So when I started sewing as a hobby in my early 20s, I was excited to find that I'm pretty darn good at it. I make all of our jousting outfits, and everything for the horses. I've done saddle pads, comforters, and loads of 14th century clothes. I don't make modern clothing, and I don't quilt, but I can look at a painting or photograph of something and make it come out pretty much the same. Yay, creativity I can handle!
Anyway, the latest assignment was a blanket for a baby boy for a good friend of mine. The nursery colors were spring green, grey, and purple, with a forest animal theme. I didn't want the blanket to be too warm (it's Texas in the summer, people!), and I wanted to keep the purple to a minimum, so that a little boy wouldn't mind the colors as he got older. I also wanted to include some cute animals on it to keep with the theme, but they needed to be animals I could applique on, since I don't have a machine that does embroidery.
I liked these cute animals and used them as the basis for the blanket, although as you'll see I changed it up a bit.
I ended up choosing a spring green polarfleece for the blanket background, grey polarfleece for the critters, and a blue flannel lining. I used purple thread to applique the critters on, as well as to create a decorative stitched border around the entire blanket.
Applique is about 10000x easier if you use iron-on wonder-under stabilizer. The only trick is that you have to keep your iron hot enough to iron on the stabilizer, but not so hot that you melt the (100% polyester) polarfleece. Ask me how I know this! Here's the first two sheets ironed on the polarfleece.

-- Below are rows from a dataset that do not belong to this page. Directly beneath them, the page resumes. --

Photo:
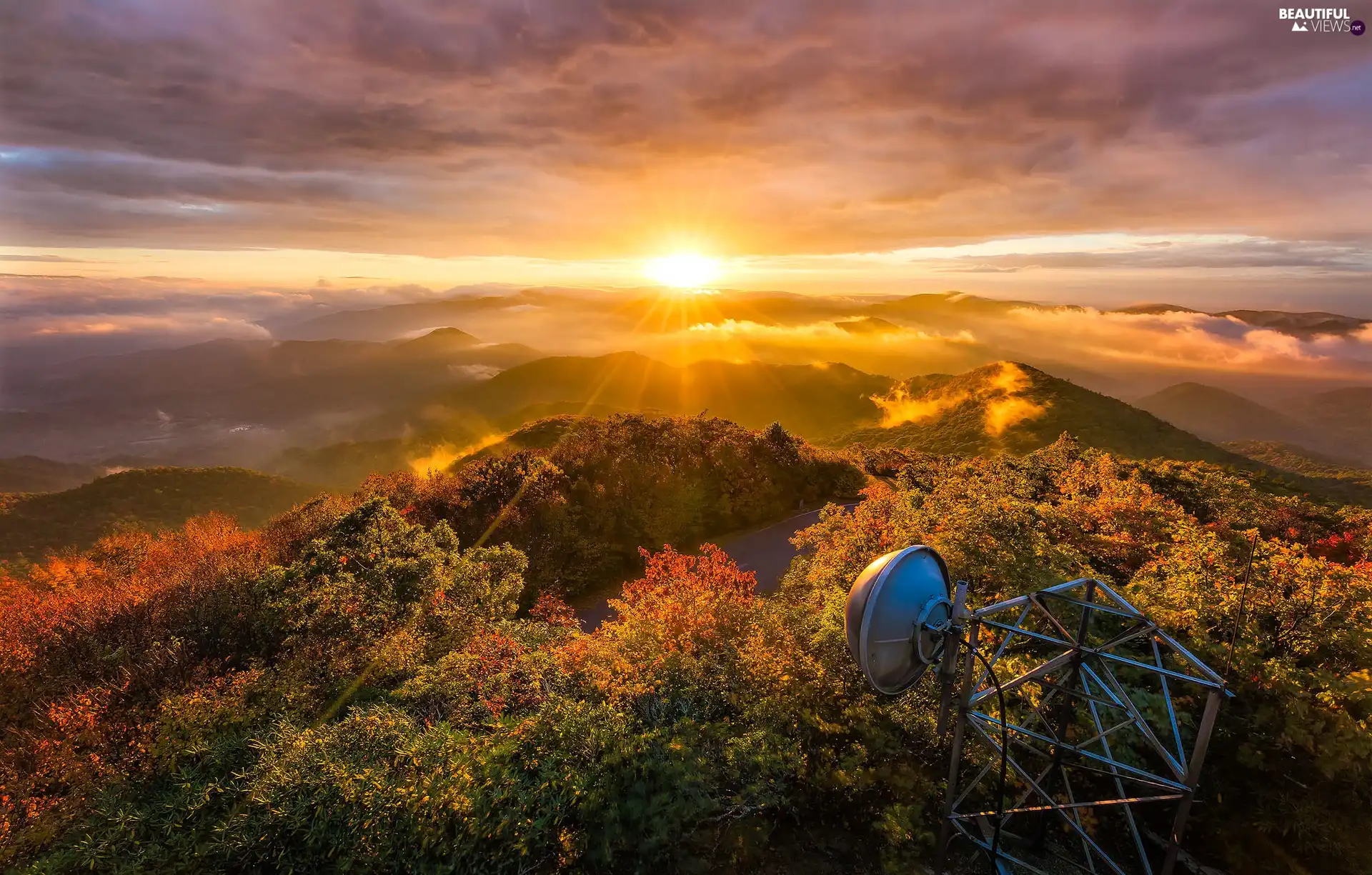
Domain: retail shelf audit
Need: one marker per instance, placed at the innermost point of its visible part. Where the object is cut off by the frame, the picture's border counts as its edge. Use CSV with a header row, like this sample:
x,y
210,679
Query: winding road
x,y
766,553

After freehanding the critters onto 8.5x11 sheets of paper and cutting them out, I traced them onto the stabilizer and cut the critters out of the fabric.

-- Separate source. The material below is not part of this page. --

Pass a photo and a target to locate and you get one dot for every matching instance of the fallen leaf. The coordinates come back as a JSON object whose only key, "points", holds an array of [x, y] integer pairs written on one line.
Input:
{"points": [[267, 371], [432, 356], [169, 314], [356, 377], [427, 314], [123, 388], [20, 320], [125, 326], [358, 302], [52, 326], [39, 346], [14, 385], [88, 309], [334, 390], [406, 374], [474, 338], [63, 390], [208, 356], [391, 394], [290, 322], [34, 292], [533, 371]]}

Laying out the critters on the blanket. I don't recall cutting out a cat?
The final layout. Critters were then pinned in place.

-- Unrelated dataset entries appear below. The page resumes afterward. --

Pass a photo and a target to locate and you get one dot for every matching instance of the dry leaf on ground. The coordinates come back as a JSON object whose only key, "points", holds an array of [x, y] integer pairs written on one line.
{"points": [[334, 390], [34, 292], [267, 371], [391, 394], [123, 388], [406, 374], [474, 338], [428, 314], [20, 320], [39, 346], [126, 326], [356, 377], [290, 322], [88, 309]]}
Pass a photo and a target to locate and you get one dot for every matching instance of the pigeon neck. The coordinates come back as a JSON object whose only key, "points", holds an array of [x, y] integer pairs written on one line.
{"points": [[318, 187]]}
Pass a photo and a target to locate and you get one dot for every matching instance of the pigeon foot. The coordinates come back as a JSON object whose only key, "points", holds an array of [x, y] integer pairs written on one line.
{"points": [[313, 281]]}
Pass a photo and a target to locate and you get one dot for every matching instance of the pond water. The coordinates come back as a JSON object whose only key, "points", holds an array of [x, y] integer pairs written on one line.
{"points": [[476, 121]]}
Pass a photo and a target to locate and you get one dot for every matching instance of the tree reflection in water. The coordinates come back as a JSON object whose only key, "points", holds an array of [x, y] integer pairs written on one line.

Ironing the critters onto the blanket so that I could then applique them on. I used a sheet of paper between the iron and the fleece so as not to melt it.
Here's a close-up of the purple stitching I used to applique the critters, as well as the decorative border.
Maddy supervised the final blanket assembly, which involved sewing the blue flannel liner to the green facing.
Volia, the final product, all assembled and ready for delivery. Hopefully my friend won't read this blog post until AFTER I deliver the blanket!